Comme Ghislaine Bagot l’écrit dans le catalogue de l’expo : « Parques des temps modernes, ces plasticiennes tissent leurs toiles en installations spatiales arachnéennes, oniriques et intimes. C’est ainsi qu’au rez-de-chaussée on pénètre dans une sorte de grotte très joyeuse et très colorée signée Monique Attard : “Je déchire, je roule, je déploie, et telle l’araignée, j’accroche mes fils et je structure la future sculpture. Puis la matière décide : un lourd drapé ou un léger évaporé, du froissé, du plissé, du velours à la dentelle, je touche, je joue. Je noue, je tisse, je suspends, j’entremêle.”
Changement d’ambiance au second étage avec le très poétique univers onirique fait de plumes et de poissons pris dans des filets, le tout crée par Hélène Herbosa : « Les merveilles esthétiques, belles ou monstrueuses, des animaux et des végétaux m’inspirent et c’est inépuisable. »

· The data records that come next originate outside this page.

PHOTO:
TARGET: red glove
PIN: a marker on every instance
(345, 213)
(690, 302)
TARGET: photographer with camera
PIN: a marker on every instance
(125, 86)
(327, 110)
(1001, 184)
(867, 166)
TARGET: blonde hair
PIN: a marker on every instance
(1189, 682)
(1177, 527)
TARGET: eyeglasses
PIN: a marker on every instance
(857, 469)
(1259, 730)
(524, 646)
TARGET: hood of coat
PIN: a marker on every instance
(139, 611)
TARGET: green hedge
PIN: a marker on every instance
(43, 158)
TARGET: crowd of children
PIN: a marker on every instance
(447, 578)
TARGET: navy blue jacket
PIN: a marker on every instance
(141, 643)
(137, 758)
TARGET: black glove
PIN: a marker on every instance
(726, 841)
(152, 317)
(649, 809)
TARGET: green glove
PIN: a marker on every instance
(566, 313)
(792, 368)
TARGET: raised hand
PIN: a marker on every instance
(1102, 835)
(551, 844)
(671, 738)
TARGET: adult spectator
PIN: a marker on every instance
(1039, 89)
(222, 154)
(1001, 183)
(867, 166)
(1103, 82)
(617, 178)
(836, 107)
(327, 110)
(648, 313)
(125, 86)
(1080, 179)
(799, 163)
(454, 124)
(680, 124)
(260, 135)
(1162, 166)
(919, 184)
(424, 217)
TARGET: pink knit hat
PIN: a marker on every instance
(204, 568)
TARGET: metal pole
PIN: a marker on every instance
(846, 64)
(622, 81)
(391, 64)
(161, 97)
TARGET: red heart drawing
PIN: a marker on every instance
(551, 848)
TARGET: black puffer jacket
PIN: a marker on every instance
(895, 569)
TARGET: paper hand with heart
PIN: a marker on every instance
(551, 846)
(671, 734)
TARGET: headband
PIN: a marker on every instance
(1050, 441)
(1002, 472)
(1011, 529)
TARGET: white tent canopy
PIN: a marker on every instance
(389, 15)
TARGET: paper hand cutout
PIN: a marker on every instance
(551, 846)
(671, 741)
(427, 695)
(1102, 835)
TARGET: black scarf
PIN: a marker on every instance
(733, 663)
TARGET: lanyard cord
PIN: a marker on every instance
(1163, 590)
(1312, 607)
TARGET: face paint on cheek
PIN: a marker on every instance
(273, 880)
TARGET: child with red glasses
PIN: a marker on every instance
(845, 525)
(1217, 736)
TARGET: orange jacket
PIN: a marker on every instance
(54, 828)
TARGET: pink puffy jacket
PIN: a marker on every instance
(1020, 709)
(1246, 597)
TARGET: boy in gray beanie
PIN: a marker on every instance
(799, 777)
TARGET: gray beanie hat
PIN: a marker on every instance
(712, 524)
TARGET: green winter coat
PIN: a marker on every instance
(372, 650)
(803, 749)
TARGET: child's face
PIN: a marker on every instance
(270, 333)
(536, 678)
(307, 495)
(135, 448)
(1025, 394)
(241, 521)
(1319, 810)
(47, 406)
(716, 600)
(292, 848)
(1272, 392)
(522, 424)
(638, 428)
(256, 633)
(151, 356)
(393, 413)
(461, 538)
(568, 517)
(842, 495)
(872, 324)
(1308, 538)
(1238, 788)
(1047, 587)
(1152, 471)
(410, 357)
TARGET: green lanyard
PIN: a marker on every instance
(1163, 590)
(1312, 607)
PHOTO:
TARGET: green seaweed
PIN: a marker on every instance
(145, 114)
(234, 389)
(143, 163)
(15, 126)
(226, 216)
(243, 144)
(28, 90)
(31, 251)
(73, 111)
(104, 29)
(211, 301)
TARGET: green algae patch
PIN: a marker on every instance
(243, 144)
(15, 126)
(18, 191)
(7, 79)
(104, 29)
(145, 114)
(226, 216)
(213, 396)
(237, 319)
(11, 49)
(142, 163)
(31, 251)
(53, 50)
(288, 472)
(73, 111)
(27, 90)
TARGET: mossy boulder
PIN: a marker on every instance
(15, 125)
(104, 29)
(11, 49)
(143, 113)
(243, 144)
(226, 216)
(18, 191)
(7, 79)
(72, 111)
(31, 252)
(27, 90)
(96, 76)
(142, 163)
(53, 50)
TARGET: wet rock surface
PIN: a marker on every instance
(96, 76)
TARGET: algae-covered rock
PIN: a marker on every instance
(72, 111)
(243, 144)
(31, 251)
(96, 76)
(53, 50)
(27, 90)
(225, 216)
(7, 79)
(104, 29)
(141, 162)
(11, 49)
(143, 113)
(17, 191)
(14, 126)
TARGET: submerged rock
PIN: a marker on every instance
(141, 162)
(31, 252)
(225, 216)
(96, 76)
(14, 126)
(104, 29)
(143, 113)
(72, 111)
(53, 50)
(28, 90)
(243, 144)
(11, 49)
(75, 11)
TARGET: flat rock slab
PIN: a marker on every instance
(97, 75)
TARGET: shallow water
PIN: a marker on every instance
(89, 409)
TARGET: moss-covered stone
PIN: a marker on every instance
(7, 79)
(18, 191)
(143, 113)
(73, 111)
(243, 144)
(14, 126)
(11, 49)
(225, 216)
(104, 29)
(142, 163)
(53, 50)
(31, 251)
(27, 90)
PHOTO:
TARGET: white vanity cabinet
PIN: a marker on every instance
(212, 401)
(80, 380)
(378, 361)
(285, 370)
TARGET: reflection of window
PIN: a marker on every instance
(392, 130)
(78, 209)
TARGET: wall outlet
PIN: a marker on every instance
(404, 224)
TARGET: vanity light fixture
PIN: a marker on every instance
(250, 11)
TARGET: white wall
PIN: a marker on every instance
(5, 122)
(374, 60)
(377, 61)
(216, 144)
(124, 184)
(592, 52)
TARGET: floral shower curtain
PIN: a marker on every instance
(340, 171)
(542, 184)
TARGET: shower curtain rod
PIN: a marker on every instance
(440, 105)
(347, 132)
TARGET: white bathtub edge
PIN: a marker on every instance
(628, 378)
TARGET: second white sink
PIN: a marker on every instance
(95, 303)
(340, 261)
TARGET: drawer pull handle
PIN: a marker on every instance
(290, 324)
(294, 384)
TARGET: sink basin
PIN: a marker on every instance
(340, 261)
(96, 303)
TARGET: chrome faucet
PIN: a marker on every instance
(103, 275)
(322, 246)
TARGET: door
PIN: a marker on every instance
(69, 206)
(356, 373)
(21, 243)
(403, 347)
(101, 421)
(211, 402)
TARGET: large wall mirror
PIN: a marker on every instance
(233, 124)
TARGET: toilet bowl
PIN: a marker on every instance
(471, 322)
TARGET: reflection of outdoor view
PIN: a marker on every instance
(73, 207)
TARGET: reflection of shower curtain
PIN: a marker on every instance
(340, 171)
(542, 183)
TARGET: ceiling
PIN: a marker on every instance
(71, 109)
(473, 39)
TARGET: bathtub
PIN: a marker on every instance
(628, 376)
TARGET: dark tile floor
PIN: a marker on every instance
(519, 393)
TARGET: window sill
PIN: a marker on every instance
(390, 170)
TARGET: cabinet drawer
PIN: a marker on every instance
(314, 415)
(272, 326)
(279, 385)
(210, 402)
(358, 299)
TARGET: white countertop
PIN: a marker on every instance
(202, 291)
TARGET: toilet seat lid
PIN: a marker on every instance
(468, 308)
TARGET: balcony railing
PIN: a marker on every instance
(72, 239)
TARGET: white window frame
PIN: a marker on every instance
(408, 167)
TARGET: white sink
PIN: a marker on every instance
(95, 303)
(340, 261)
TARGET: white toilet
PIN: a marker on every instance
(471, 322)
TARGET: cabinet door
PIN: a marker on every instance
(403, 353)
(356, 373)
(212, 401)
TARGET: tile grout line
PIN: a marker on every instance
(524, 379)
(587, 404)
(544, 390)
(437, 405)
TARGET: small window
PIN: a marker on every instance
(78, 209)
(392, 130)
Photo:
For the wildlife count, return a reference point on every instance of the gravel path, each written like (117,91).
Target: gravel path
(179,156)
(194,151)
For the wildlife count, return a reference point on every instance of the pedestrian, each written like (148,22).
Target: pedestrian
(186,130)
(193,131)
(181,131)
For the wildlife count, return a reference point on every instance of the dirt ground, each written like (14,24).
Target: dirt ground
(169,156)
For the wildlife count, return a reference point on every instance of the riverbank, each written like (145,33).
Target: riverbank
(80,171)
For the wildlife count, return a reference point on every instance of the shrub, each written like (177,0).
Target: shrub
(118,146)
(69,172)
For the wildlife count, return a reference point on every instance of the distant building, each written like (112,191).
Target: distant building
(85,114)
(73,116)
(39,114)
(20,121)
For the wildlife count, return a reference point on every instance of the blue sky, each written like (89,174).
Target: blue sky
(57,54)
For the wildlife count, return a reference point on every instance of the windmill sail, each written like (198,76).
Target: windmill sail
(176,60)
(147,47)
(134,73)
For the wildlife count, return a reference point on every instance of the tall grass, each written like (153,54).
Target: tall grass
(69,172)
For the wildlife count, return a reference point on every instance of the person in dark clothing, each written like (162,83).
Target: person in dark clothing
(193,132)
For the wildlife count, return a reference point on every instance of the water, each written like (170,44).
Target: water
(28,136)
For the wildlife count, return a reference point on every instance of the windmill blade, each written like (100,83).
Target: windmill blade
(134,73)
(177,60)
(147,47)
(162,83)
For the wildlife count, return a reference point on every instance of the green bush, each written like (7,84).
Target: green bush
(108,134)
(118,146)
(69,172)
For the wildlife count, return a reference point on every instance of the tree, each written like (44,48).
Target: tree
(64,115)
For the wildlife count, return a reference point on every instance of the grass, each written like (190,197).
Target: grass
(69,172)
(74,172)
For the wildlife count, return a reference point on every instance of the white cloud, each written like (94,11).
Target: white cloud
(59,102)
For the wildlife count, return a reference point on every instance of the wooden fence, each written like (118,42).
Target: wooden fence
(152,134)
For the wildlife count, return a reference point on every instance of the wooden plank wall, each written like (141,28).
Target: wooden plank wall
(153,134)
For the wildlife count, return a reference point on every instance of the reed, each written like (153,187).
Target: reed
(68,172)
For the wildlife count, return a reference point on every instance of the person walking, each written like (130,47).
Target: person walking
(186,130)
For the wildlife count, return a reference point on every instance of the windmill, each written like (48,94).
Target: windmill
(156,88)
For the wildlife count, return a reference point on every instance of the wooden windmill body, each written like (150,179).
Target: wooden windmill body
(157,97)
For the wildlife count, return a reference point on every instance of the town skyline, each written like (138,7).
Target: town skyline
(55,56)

Et pour qui sait regarder, un coup d’œil à la fenêtre permet de découvrir la cathédrale d’Orléans, au loin, à croire que cette ouverture a été créée dans ce but à cet endroit.
Des chemises et des draps comme toiles de fond
Mais revenons à nos chiffons. Les vêtements et les draps sont aussi détournés. Pour Laurence Bernard, ils remplacent avantageusement la toile d’un tableau puisqu’ils permettent alors des jeux de transparence. De parler de l’intime aussi puisque ces chemises et ces robes ont été portées : « Qu’il s’agisse de traces peintes à l’huile ou de dessins au fil rouge, mes interventions plastiques donnent à ces supports textiles leur qualité d’oeuvre sensible que leur installation en suspension dans l’espace d’exposition confirme. »
Des dentelles et de la soie sauvage
C’est enfin Zenga qui réalise de magnifiques oeuvres monumentales à base de soie sauvage et en cousant de magnifiques dentelles point après point sur des fonds bleutés dont elle aime faire varier les nuances. Des fonds marins où se croisent des méduses ou des paysages champêtres où se côtoient des fleurs délicates et colorées au gré de son inspiration : « En fait, je ne travaille pas à partir d’un dessin. Quand je commence à travailler, je ne sais pas ce que je vais faire la plupart du temps. J’ai un fond de soie, de couleur, je cherche les dentelles qui peuvent être posées dessus et ensuite quelles dentelles peuvent discuter entre elles. Une fois choisies, je commence à chercher ce que ça m’évoque et je commence à créer l’image. »
De la poésie à fleur d’oeuvre
Mais rien n’interdit de mêler les fibres textiles à d’autres matières comme le bois par exemple, à l’instar de Sandrine Torterat qui se définit comme une glaneuse : « Je glane des restes, des restes d’Humanité et des restes de Nature.(…) Je les mets en relation grâce au fil, par le tissage, le noeud, la ligature en fonction des matériaux, presque sans réfléchir ni but préétabli. »
Des oeuvres engagées
Au premier étage, on découvre le travail tout en sensibilité de Maria Collin. Cet artiste d’origine polonaise oriente peu à peu son œuvre sur le thème de la migration avec des œuvres fragiles : « La figure expressionniste des fugitifs migrants en errance s’est déployée sur de grands voiles transparents flottants, dans des installations in situ. »
Bref, il vous faudra prévoir plusieurs heures ce week-end pour découvrir en détail cet univers textile qui révèle les talents multiformes de ces huit femmes éprises de fibres et dont cet article est loin d’avoir détaillé toutes les merveilles qui s’y trouvent.
Fibres Libres. Exposition textile gratuite à découvrir jusqu’au 13 février 2022 au château de Saint-Jean-le-Blanc, 142 rue Demay de 14h à 18h30.